This week has been full of excitement here at cbtr.net. We had ssis packages that were being executed via a sql jobs. These jobs were taking forever to finish. For all our other servers, there’s a Long Running Job setup via DPA to monitor but since many developer uses SSIS and DPA can’t send alerts to specific group of people, the alert was disabled.
Today, I got a message from a dev telling me that some of his packages were running for a long time, 18 hours long (that’s what she said), and it should of taken < 30 seconds (that’s not what she said).

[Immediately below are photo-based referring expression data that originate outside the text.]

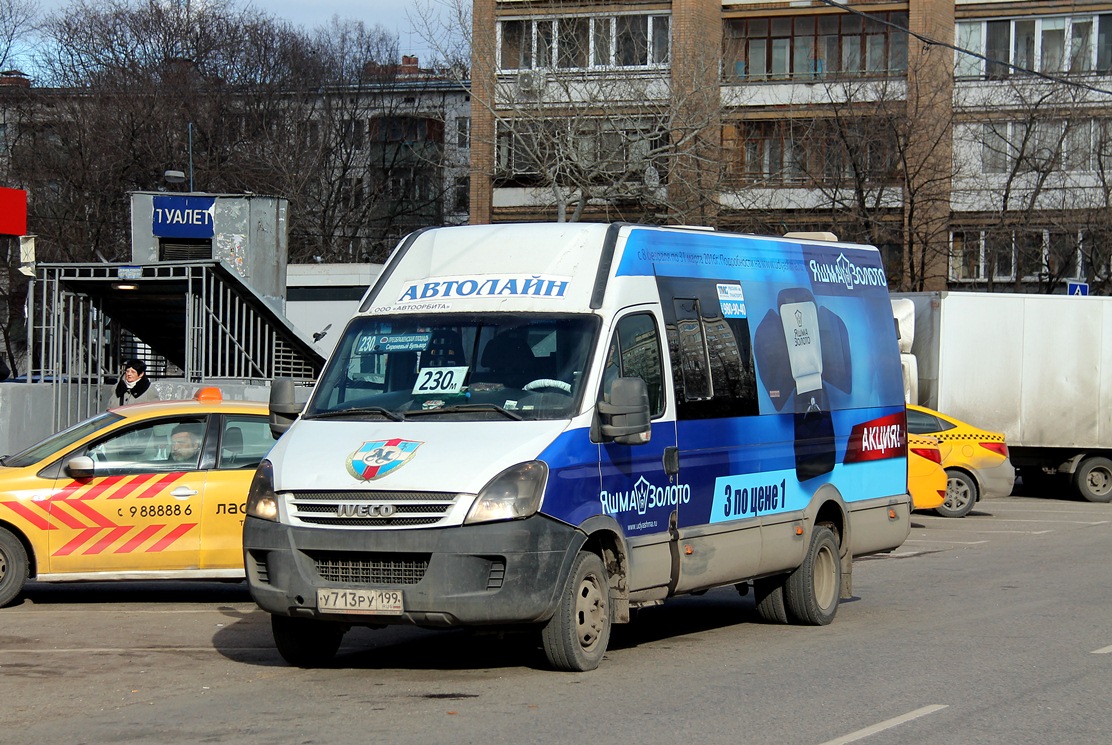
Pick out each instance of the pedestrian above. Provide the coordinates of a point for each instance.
(133, 381)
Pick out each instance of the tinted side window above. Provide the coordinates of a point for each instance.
(245, 440)
(920, 423)
(160, 445)
(712, 354)
(635, 353)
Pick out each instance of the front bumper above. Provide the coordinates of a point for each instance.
(492, 574)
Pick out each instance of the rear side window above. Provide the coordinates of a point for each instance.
(635, 353)
(245, 440)
(712, 355)
(920, 423)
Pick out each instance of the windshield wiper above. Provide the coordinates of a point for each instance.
(359, 410)
(464, 408)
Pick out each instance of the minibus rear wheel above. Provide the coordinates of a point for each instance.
(306, 642)
(812, 592)
(576, 636)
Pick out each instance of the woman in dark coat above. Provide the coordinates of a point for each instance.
(133, 381)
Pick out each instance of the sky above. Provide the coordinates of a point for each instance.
(391, 15)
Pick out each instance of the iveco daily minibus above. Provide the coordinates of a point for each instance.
(553, 425)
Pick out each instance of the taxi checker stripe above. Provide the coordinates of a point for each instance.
(107, 540)
(139, 539)
(79, 540)
(89, 512)
(157, 487)
(29, 515)
(170, 537)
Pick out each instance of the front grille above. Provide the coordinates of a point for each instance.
(373, 509)
(371, 568)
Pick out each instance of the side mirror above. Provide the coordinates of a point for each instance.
(82, 466)
(284, 407)
(625, 418)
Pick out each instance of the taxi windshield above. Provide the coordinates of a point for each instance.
(500, 366)
(60, 440)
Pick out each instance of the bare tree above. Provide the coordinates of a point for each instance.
(244, 102)
(1035, 179)
(17, 21)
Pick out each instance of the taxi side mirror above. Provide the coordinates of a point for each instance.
(82, 466)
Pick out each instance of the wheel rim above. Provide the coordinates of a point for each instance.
(1099, 479)
(826, 588)
(957, 494)
(589, 612)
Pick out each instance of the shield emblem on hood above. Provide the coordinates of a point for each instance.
(377, 458)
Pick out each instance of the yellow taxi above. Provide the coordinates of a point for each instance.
(142, 492)
(975, 459)
(926, 480)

He tells me that he has stopped the sql jobs but SSIS execution report was still showing [running]. 5 instances of them for that matter with different parameters. I looked at the execution message and nothing was happening. No output of any kind. I ran the following query to see what is active:
select * FROM catalog.executions where status = 2
there were about 15 packages in there, running from 2016/10/10 @ 2:20p yesterday. I tried to kill the package using:
exec catalog.stop_operation @operation_id = 3472251
but all that did was sit there with an sos_handler waittype and one time, it switched to writelog. For an hour, it tired to kill just that one operation. I went ahead and cycled ssis and sql server. Afterward, those operations were still present. After a few more attempts to trying to get to the operations to stop, I ended up having to reboot the entire VM. When the VM came online, all [running] operations were gone and new ones were going thru.
I went and talked to the VM guy. We looked at the guest and looked at the host. the Host was using 50% of memory. Very little CPU activity. The guest itself didn’t have much memory usage nor CPU usage.
Still don’t know why it happened by rebooting the entire server fixed it.